Due to litigation these days, the arena should be fenced if other people are going to be riding in it. It also should have a gate and that should be sited in a location to allow tractors and trucks to enter in the future. The gate should not be obvious to horses as this can give learner riders' problems in the future.

AGGREGATE BENEATH SAND SURFACE

I have had emails from a lot of people lately regarding being advised to place 300mm of large aggregate (rock 50mm) beneath the sand surface. This is a waste of a couple of thousand dollars and the horse will eventually dig the stone into your sand. City Folk The 50mm or the 20ml gravel, never welds together into a surface and always retains looseness. Therefore, a waste of money for both. 20 dolomite rubble however, same sized aggregate though, is different. The fines and every other size, goes down like bitumen and creates a surface beneath your surface. The hoof may dent it but you won't suffer the damage of pure aggregate mixing up with your sand.
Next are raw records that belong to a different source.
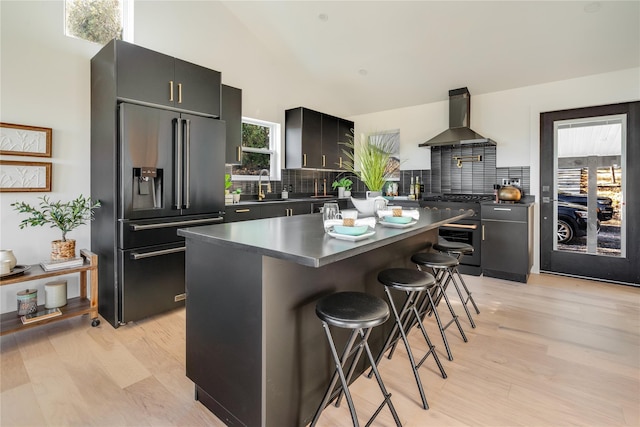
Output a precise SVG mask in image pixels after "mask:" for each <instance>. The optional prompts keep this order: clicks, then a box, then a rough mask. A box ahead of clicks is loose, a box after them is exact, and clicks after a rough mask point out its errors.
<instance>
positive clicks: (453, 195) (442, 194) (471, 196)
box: [422, 194, 495, 202]
mask: <svg viewBox="0 0 640 427" xmlns="http://www.w3.org/2000/svg"><path fill="white" fill-rule="evenodd" d="M494 197H495V196H493V195H491V194H428V195H425V196H423V197H422V200H423V201H425V202H483V201H485V200H493V199H494Z"/></svg>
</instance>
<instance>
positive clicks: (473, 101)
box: [350, 68, 640, 272]
mask: <svg viewBox="0 0 640 427" xmlns="http://www.w3.org/2000/svg"><path fill="white" fill-rule="evenodd" d="M451 89H455V88H451ZM469 91H470V92H471V128H472V129H473V130H475V131H476V132H478V133H479V134H481V135H483V136H486V137H489V138H491V139H493V140H494V141H496V142H497V147H496V155H497V166H498V167H508V166H529V167H530V168H531V194H532V195H534V196H536V200H537V199H538V197H537V196H538V192H539V182H540V174H539V170H540V158H539V146H540V113H542V112H548V111H556V110H565V109H571V108H579V107H589V106H594V105H604V104H615V103H619V102H627V101H637V100H640V68H633V69H629V70H623V71H618V72H613V73H606V74H598V75H593V76H588V77H582V78H578V79H572V80H564V81H560V82H553V83H548V84H543V85H536V86H528V87H523V88H518V89H513V90H508V91H502V92H494V93H490V94H485V95H478V96H474V95H473V88H469ZM448 114H449V109H448V102H439V103H433V104H428V105H417V106H415V107H408V108H402V109H397V110H390V111H382V112H377V113H373V114H366V115H360V116H353V117H350V119H351V120H353V121H354V122H355V123H356V132H369V131H371V130H385V129H400V144H401V146H400V159H401V161H402V162H403V164H402V169H430V168H431V160H430V159H431V157H430V153H429V151H430V150H429V149H428V148H419V147H418V144H419V143H421V142H424V141H426V140H427V139H429V138H432V137H433V136H435V135H437V134H438V133H440V132H441V131H443V130H445V129H446V128H447V127H448V126H449V118H448ZM630 164H632V163H631V162H630ZM538 215H539V205H538V204H536V224H535V239H534V265H533V271H534V272H538V271H539V266H540V264H539V261H540V257H539V251H540V247H539V245H538V242H539V224H538V218H539V216H538Z"/></svg>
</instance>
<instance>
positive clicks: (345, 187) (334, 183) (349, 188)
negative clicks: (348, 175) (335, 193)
mask: <svg viewBox="0 0 640 427" xmlns="http://www.w3.org/2000/svg"><path fill="white" fill-rule="evenodd" d="M352 185H353V181H351V180H350V179H349V178H346V177H343V178H340V179H337V180H335V181H333V184H331V187H332V188H333V189H334V190H335V189H336V188H337V189H338V197H340V198H342V197H349V196H351V186H352Z"/></svg>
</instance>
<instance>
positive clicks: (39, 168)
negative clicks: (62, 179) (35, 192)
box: [0, 160, 51, 193]
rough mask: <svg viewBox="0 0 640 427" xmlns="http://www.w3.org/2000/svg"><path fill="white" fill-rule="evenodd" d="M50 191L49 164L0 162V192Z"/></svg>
mask: <svg viewBox="0 0 640 427" xmlns="http://www.w3.org/2000/svg"><path fill="white" fill-rule="evenodd" d="M36 191H39V192H49V191H51V162H14V161H9V160H0V192H3V193H4V192H6V193H9V192H14V193H16V192H36Z"/></svg>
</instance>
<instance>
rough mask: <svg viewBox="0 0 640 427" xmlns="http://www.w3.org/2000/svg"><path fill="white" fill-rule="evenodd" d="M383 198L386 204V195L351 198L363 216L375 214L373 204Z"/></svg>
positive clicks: (358, 211)
mask: <svg viewBox="0 0 640 427" xmlns="http://www.w3.org/2000/svg"><path fill="white" fill-rule="evenodd" d="M379 199H382V200H384V201H385V205H386V204H387V202H388V200H387V199H385V198H384V197H372V198H370V199H356V198H354V197H352V198H351V203H353V206H355V208H356V209H357V210H358V212H360V213H361V214H362V216H365V217H366V216H373V215H374V213H375V212H374V210H373V206H374V203H375V201H376V200H379Z"/></svg>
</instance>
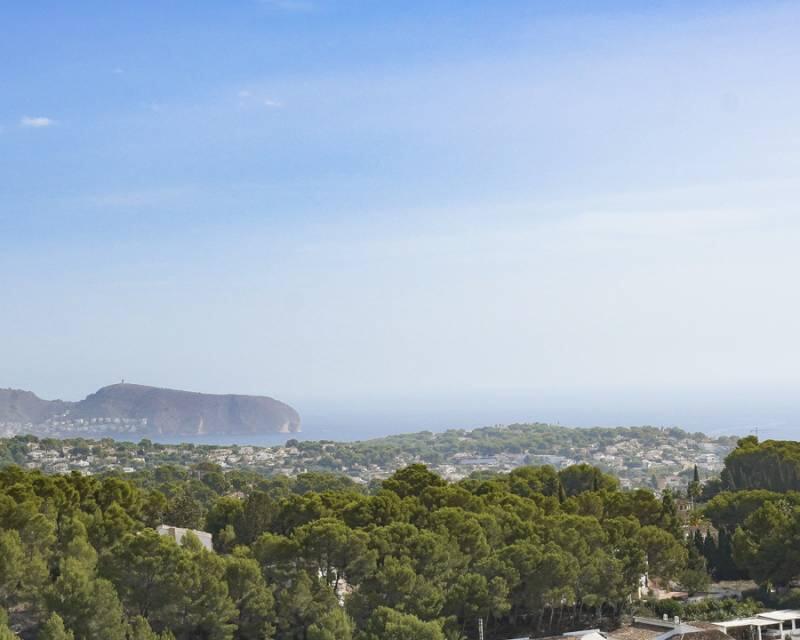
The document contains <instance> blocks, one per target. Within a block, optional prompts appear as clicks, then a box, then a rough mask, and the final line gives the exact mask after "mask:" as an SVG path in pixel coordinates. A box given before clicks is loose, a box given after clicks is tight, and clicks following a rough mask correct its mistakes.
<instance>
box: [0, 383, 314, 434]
mask: <svg viewBox="0 0 800 640" xmlns="http://www.w3.org/2000/svg"><path fill="white" fill-rule="evenodd" d="M64 414H66V415H64ZM57 416H63V417H64V419H65V420H62V418H59V420H62V422H64V421H65V422H66V423H68V424H74V423H76V421H79V420H83V421H86V422H87V423H90V424H92V425H102V424H105V423H114V422H124V423H126V424H127V423H130V422H131V421H133V422H135V423H136V425H137V426H136V429H135V433H136V434H140V435H147V434H152V435H205V434H214V435H216V434H222V435H245V434H259V433H292V432H296V431H299V430H300V416H299V415H298V413H297V411H295V410H294V409H293V408H292V407H290V406H289V405H287V404H284V403H283V402H279V401H278V400H274V399H273V398H268V397H265V396H243V395H212V394H204V393H194V392H190V391H177V390H174V389H161V388H158V387H148V386H144V385H137V384H115V385H111V386H109V387H103V388H102V389H100V390H99V391H97V392H96V393H93V394H91V395H90V396H88V397H87V398H85V399H84V400H81V401H80V402H61V401H52V402H49V401H46V400H41V399H40V398H38V397H37V396H35V395H34V394H32V393H30V392H26V391H5V392H3V391H0V422H3V421H5V422H21V423H33V424H34V425H36V424H42V423H46V422H47V421H48V420H52V419H54V418H56V417H57ZM97 428H98V429H100V428H101V427H100V426H98V427H97ZM68 429H69V427H68V426H66V427H65V430H68Z"/></svg>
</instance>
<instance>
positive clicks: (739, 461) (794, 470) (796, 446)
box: [721, 436, 800, 493]
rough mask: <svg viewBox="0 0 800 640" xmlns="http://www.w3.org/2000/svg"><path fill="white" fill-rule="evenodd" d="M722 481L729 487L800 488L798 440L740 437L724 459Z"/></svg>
mask: <svg viewBox="0 0 800 640" xmlns="http://www.w3.org/2000/svg"><path fill="white" fill-rule="evenodd" d="M721 481H722V488H723V489H727V490H729V491H743V490H748V489H765V490H768V491H775V492H780V493H782V492H786V491H800V442H796V441H791V440H767V441H766V442H762V443H759V442H758V438H756V437H755V436H749V437H747V438H742V439H741V440H740V441H739V443H738V446H737V447H736V449H734V450H733V451H732V452H731V453H730V454H729V455H728V457H727V458H726V459H725V469H724V470H723V472H722V476H721Z"/></svg>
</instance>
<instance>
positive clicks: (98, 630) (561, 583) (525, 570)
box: [0, 441, 800, 640]
mask: <svg viewBox="0 0 800 640" xmlns="http://www.w3.org/2000/svg"><path fill="white" fill-rule="evenodd" d="M768 444H769V443H765V444H764V445H758V444H757V443H755V444H753V443H752V442H751V441H745V442H743V443H742V444H741V445H740V447H741V448H748V449H749V448H751V447H756V448H757V447H760V446H764V447H766V446H767V445H768ZM770 446H771V445H770ZM748 453H750V452H749V451H748ZM738 455H741V454H735V455H732V456H731V459H738ZM762 477H763V476H762ZM752 484H753V485H757V484H758V482H757V481H753V483H752ZM705 515H706V516H707V517H708V518H709V519H710V520H711V521H712V522H713V523H714V524H715V525H716V526H717V527H719V529H720V535H719V538H718V540H714V539H712V538H711V536H708V537H703V536H701V535H699V534H698V535H696V536H694V537H690V538H689V539H688V540H687V539H686V538H685V535H684V532H683V527H682V525H681V523H680V521H679V518H678V512H677V507H676V500H675V498H674V497H673V496H672V494H670V493H669V492H666V493H664V495H663V497H662V498H660V499H659V498H657V497H656V496H655V495H654V494H653V492H651V491H648V490H643V489H642V490H635V491H621V490H620V488H619V484H618V482H617V480H616V478H614V477H613V476H610V475H608V474H606V473H603V472H602V471H600V470H599V469H597V468H595V467H592V466H589V465H575V466H573V467H568V468H566V469H563V470H561V471H560V472H558V471H556V470H555V469H553V468H552V467H547V466H541V467H521V468H519V469H516V470H514V471H512V472H511V473H507V474H496V473H481V474H476V475H475V476H473V477H470V478H467V479H465V480H462V481H460V482H457V483H448V482H446V481H445V480H443V479H442V478H440V477H439V476H437V475H436V474H434V473H432V472H430V471H429V470H428V469H427V468H426V467H425V466H423V465H421V464H415V465H411V466H408V467H406V468H404V469H402V470H400V471H398V472H396V473H395V474H393V475H392V476H391V477H389V478H388V479H387V480H385V481H384V482H383V483H381V484H380V485H374V486H373V487H370V489H369V490H367V489H365V488H364V487H363V486H361V485H357V484H355V483H353V482H352V481H350V480H349V479H347V478H345V477H342V476H336V475H332V474H327V473H318V472H315V473H306V474H301V475H299V476H297V477H295V478H288V477H284V476H275V477H264V476H261V475H259V474H257V473H254V472H251V471H246V470H233V471H228V472H223V471H222V469H220V468H219V467H218V466H216V465H214V464H210V463H203V464H198V465H194V466H192V467H190V468H186V467H180V466H163V467H158V468H155V469H148V470H144V471H141V472H139V473H137V474H130V475H128V476H125V477H124V478H123V477H121V476H115V475H106V476H86V475H81V474H79V473H71V474H68V475H45V474H42V473H41V472H38V471H24V470H22V469H20V468H18V467H14V466H11V467H7V468H6V469H4V470H2V471H0V638H2V637H4V635H3V634H4V633H5V634H6V635H7V634H8V631H7V630H8V625H10V626H11V627H13V628H14V629H15V630H17V631H19V632H20V634H21V636H22V637H24V638H73V640H95V639H97V640H99V639H101V638H102V639H103V640H138V639H151V640H152V639H159V638H160V639H162V640H163V639H169V638H174V639H175V640H189V639H190V638H191V639H194V638H207V639H209V640H210V639H215V640H234V639H237V640H238V639H241V640H251V639H252V640H256V639H264V640H266V639H269V638H272V639H275V640H334V639H335V640H348V639H349V640H378V639H379V638H381V639H383V638H398V639H399V638H411V637H414V638H423V639H429V640H445V639H446V640H458V639H473V638H475V637H476V631H477V620H478V619H479V618H482V619H483V620H484V621H485V623H486V630H487V636H486V637H487V638H488V639H489V640H491V639H492V638H504V637H511V636H515V635H517V636H518V635H522V634H525V633H531V634H540V635H548V634H554V633H558V632H560V631H564V630H568V629H575V628H585V627H589V626H601V627H605V628H608V627H610V626H612V625H613V624H614V623H615V621H616V620H618V619H619V617H620V616H621V615H622V614H623V613H624V612H626V611H630V608H631V601H632V597H633V598H634V599H635V594H636V592H637V587H638V586H639V580H640V576H641V575H642V574H643V573H645V571H647V572H649V574H650V575H651V576H658V577H659V578H661V579H662V580H669V579H673V580H676V581H677V582H678V583H679V584H682V585H683V586H685V587H686V588H687V589H688V590H690V591H699V590H702V589H703V588H704V587H705V585H706V584H707V583H708V580H709V575H708V574H709V572H711V573H713V574H720V573H724V572H726V571H728V572H737V573H738V574H747V573H749V574H750V575H751V576H752V577H753V578H754V579H756V580H757V581H758V582H759V583H761V584H763V585H765V586H777V587H779V588H781V589H782V591H781V593H784V594H785V595H786V597H787V598H793V597H794V598H796V595H795V594H792V592H790V591H786V590H785V589H784V588H785V587H788V585H789V583H790V581H791V580H792V578H793V577H796V576H797V575H800V557H798V554H797V549H799V548H800V537H798V532H800V500H798V494H796V493H791V492H782V493H779V492H774V491H768V490H764V489H760V488H753V489H750V490H748V491H740V492H731V491H728V492H722V493H719V494H718V495H716V496H715V497H714V498H713V499H712V500H711V501H710V502H709V503H708V505H707V506H706V507H705ZM161 523H168V524H170V525H174V526H182V527H188V528H194V529H202V530H205V531H209V532H211V533H212V534H213V541H214V548H215V552H213V553H212V552H209V551H206V550H205V549H204V548H203V546H202V545H201V544H200V542H199V540H198V539H197V538H195V537H194V536H191V535H189V536H187V537H186V538H185V539H184V541H183V543H182V544H181V545H179V544H176V543H175V542H174V541H173V540H172V539H171V538H168V537H162V536H159V535H158V534H157V533H156V531H155V530H154V528H155V527H156V526H157V525H159V524H161ZM765 593H767V592H766V591H765ZM651 606H652V607H653V609H651V611H652V612H654V613H660V612H661V610H662V609H664V607H667V605H666V604H663V603H661V604H658V605H656V604H655V603H654V604H652V605H651ZM669 607H673V608H674V607H681V605H679V604H672V605H669ZM669 607H668V608H669ZM690 607H693V608H690ZM756 608H757V605H755V604H753V603H741V604H730V605H729V604H727V603H722V604H718V603H717V604H713V606H711V605H708V606H706V605H702V606H701V605H690V606H689V607H686V608H684V609H682V610H681V613H687V612H690V613H691V614H693V615H696V616H698V617H712V618H713V617H722V616H731V615H741V614H743V613H744V614H746V613H750V612H752V611H753V610H755V609H756ZM663 612H664V613H669V612H667V611H666V609H664V611H663ZM5 618H7V619H8V623H7V624H6V623H4V622H3V621H2V619H5ZM2 629H5V631H3V630H2Z"/></svg>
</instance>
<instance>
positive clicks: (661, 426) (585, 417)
mask: <svg viewBox="0 0 800 640" xmlns="http://www.w3.org/2000/svg"><path fill="white" fill-rule="evenodd" d="M297 408H298V410H299V411H300V414H301V416H303V429H302V432H301V433H296V434H263V435H255V436H235V437H232V436H199V437H196V438H187V437H181V438H177V439H170V438H166V439H159V440H158V441H160V442H169V443H175V442H193V443H195V444H214V445H230V444H241V445H257V446H276V445H282V444H284V443H285V442H286V441H287V440H288V439H291V438H294V439H297V440H332V441H338V442H352V441H356V440H368V439H371V438H380V437H383V436H387V435H392V434H398V433H413V432H417V431H434V432H439V431H444V430H447V429H473V428H477V427H483V426H487V425H496V424H512V423H514V422H547V423H551V424H561V425H564V426H574V427H593V426H601V427H614V426H639V425H650V426H658V427H681V428H683V429H686V430H688V431H702V432H704V433H707V434H709V435H714V436H717V435H747V434H750V433H753V432H755V431H756V430H758V434H759V436H760V437H761V439H769V438H773V439H790V440H800V427H799V426H798V425H800V409H798V410H796V411H795V410H794V409H793V408H790V407H785V406H784V407H780V406H779V407H774V406H773V407H761V406H757V405H753V406H750V407H739V408H737V407H715V406H713V405H712V406H685V405H684V406H680V405H678V406H672V407H670V406H654V407H649V408H646V407H641V408H619V409H617V408H614V407H604V406H600V407H593V406H586V407H577V408H576V407H543V408H538V409H537V408H535V407H524V406H518V404H517V403H508V404H507V405H506V406H493V403H487V404H486V405H484V406H463V407H425V406H419V407H415V408H413V409H410V408H408V407H404V408H402V409H400V408H395V409H392V408H389V409H370V408H365V409H358V408H353V409H349V410H341V409H339V410H337V411H330V412H326V411H321V410H320V409H319V408H316V407H309V409H308V410H306V411H304V410H303V407H302V405H299V403H298V405H297ZM153 439H154V440H156V438H153Z"/></svg>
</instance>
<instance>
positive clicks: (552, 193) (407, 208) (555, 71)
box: [0, 0, 800, 418]
mask: <svg viewBox="0 0 800 640" xmlns="http://www.w3.org/2000/svg"><path fill="white" fill-rule="evenodd" d="M798 26H800V7H798V5H797V4H796V3H773V2H757V3H756V2H659V3H634V2H605V3H604V2H558V3H555V2H553V3H537V2H463V1H462V2H446V1H443V2H435V3H430V2H425V3H422V2H402V3H399V2H398V3H389V2H375V1H373V2H369V1H362V2H337V1H335V0H274V1H269V0H231V1H229V2H221V1H215V2H211V1H195V2H177V1H175V2H154V1H153V2H150V1H143V2H135V3H133V2H130V3H124V4H123V3H113V4H112V3H107V2H92V1H86V2H81V3H63V2H52V1H51V2H47V1H42V2H36V3H5V4H4V6H3V7H2V8H0V95H2V100H0V286H2V288H3V291H4V292H5V304H4V305H3V308H4V310H3V312H2V314H0V331H2V334H3V335H4V336H6V337H7V338H6V341H5V342H6V344H5V346H4V349H3V353H2V357H0V385H2V386H15V387H25V388H31V389H34V390H36V391H37V392H39V393H40V394H42V395H44V396H46V397H56V396H59V397H65V398H77V397H81V396H83V395H85V394H86V393H88V392H90V391H92V390H94V389H95V388H96V387H98V386H100V385H102V384H107V383H109V382H112V381H114V380H117V379H118V378H121V377H125V378H127V379H129V380H134V381H138V382H143V383H151V384H159V385H165V386H174V387H181V388H192V389H198V390H205V391H238V392H247V393H267V394H271V395H275V396H277V397H281V398H285V399H287V400H290V401H292V402H294V403H295V404H297V405H298V406H300V408H301V410H302V408H303V406H304V404H307V405H309V406H312V405H313V406H314V407H315V408H316V409H315V410H320V411H321V410H322V409H319V408H320V407H323V408H324V407H325V406H326V404H325V403H326V402H332V399H336V402H337V403H342V404H345V405H348V406H357V405H359V404H365V403H374V404H378V403H382V402H385V403H387V404H386V406H389V405H392V403H394V405H392V406H395V405H396V406H402V405H403V404H404V403H405V404H408V403H409V402H416V400H413V399H416V398H423V397H424V398H429V399H430V398H437V397H439V398H444V397H447V398H462V397H465V396H469V397H472V398H486V397H490V396H491V397H494V398H497V397H498V396H503V394H511V395H513V396H514V397H515V398H523V399H526V400H524V401H523V400H519V403H520V404H521V405H525V406H528V407H534V408H535V407H536V406H537V403H538V402H545V399H546V398H554V397H557V398H562V399H563V398H565V397H569V398H581V397H583V398H589V397H595V398H596V397H598V396H604V395H606V394H613V395H614V397H615V398H628V399H635V398H636V397H638V395H639V394H643V393H654V392H658V393H660V394H664V395H665V397H669V396H670V394H674V395H675V397H678V394H681V393H687V392H698V391H700V392H702V391H703V390H708V391H709V392H712V391H713V392H714V393H718V394H723V395H724V394H726V393H728V394H736V395H737V397H740V396H741V393H742V390H747V392H748V393H752V394H754V396H756V395H757V396H759V397H762V396H763V395H764V394H765V393H767V392H769V393H778V394H780V393H784V392H785V393H786V394H789V393H790V390H792V389H795V388H796V386H797V383H798V382H800V375H799V374H798V370H797V366H796V362H797V359H798V358H797V357H798V356H800V340H798V338H797V336H796V318H797V315H798V312H800V303H798V301H797V299H796V296H795V295H794V294H793V290H794V289H796V282H795V280H796V274H797V273H800V258H799V257H798V255H797V254H798V252H797V250H796V247H797V246H798V241H800V220H799V219H798V211H797V202H798V201H800V200H798V195H800V193H798V192H800V184H799V183H798V170H799V169H800V122H798V113H800V87H799V85H798V83H797V81H796V77H797V69H798V68H800V45H798V43H797V38H796V34H797V28H798ZM409 399H412V400H409ZM452 402H454V403H458V401H452ZM562 402H565V401H563V400H562ZM570 402H572V401H570ZM575 402H580V400H575ZM620 402H622V400H620ZM526 403H527V404H526ZM434 404H435V402H434V401H433V400H431V401H430V405H431V406H433V405H434ZM521 417H525V418H528V417H536V416H528V415H526V416H521Z"/></svg>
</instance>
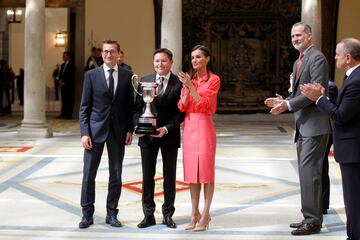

click on photo's to enlarge

New Stable Site with Fill

All Rock out of a House Site at Spring Hill ()


Our Dressage Arena


Show Jump Arena Retainer Wall holding fill. All rock from a house site. Silly Boy, he went and purchased bricks hahaha

ROADWAYS

Once again, scour your Housing Development Sites until you find where they have hit rock, shale or limestone. The heavier rock can go below, the shale second and the limestone on top. Then you only need 50mm of 20 dol rubble or 20mm gravel and you have it.

If you are cutting a road in around a hill face, do not cut it so that the water falls back towards the hill and runs along between the road the the hill face as a drain. Cut the fall sideways with about 2 degrees fall to over the edge of the hill. This also saves you the time, expense and on-going cleaning of the under road water culverts.

Domed roads look nice. They do not work like the sideways falling cut when hills are involved.